Team Projects: Project-Based Learning: Crafting Your Own AI Solutions

In the dynamic realm of AI and AI-Ops, hands-on experience is paramount. This course encourages each student to bring a unique perspective by working on self-conceived projects. Here’s what you need to know:

1. Crafting Your AI Project:

  • Students are expected to conceptualize and develop their own projects. While our teaching staff is here to provide ideas and guidance, the core objective is for each student to nurture and shape their original initiative.

  • By the end of the semester, the aim is to transform your idea into a fully functional web-app or mobile application.

  • Project Scope: Your project should incorporate some element of modeling, ensuring it aligns with the learning objectives of the course. Moreover, it is essential that every component of the project CAN be evaluable by our teaching staff.

  • Unleash Your Creativity: Whether you’re driven by a start-up vision, by research lab innovations, or inspired by a personal hobby, this is your platform to bring that idea to life.

2. A Guided Demonstration by Pavlos:

  • We, the teaching team, will undertake a project that Pavlos proposes throughout the semester.
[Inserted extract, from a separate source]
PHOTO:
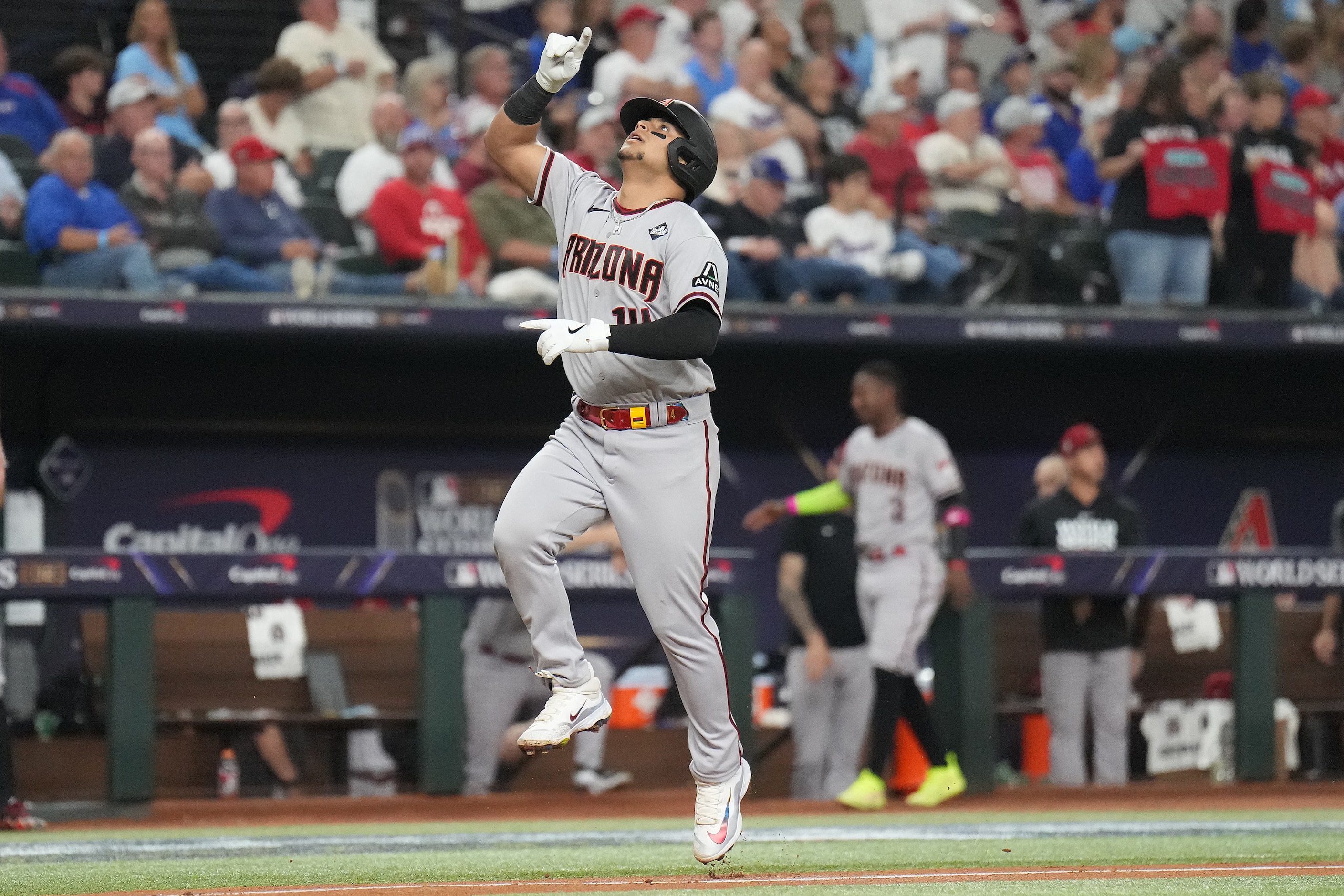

This serves as a demonstration and reference point.

  • Each week will spotlight a different facet of Pavlos’ project development. This structured showcase offers students a practical insight of course concepts.

  • Parallelly, students will be prompted to integrate the week’s learnings into their projects, ensuring a steady progression towards their end goals.

3. Milestones and Assessment:

  • The course will be punctuated with key milestones, designed to assess your project’s evolution and your grasp of the AI-Ops concepts. Details of these milestones will be shared in due course.

  • It’s imperative to understand that a significant portion of your grade hinges on these milestones. They are not just checkpoints but pivotal phases that contribute to your project’s holistic development and your learning journey.

In Summation:

The heart of this course is experiential learning. We fervently believe that your ideas and paralleling them with structured guidance, we can equip you with the tangible skills essential in today’s AI-driven world.

Grade Distribution

MilestoneWeight
MS14
MS210
MS325
MS414
MS535
HW14
HW24
HW34

For more information about the projects and milestones, you can either click the links provided above or visit the project page.

Course Policies

  1. Getting Help:

    • ED Forum: Post questions related to course content, or technical issues on the ED forum. This encourages peer learning and allows teaching staff to address common concerns. We regularly monitor the forum to provide guidance.
    • Teaching Staff Helpline: For matters specific to the teaching staff, please send your queries to e115spring2025@gmail.com.
    • Email the Instructor: For private or individual concerns, please feel free to directly email the instructor.
  2. Deadline Policy:

    Consistent and timely completion of assignments is imperative in this course. All course milestones must be submitted by 9:00 PM EST on the specified due dates. You are allocated 6 late days throughout the semester to accommodate unforeseen circumstances such as illness or overlapping deadlines. Please note that these 6 days represent the full extent of flexibility offered, and no additional late days will be granted. You are allowed a maximum of three late days for any single assignment.
    For Group project milestones, at least all of the group member must have late days available.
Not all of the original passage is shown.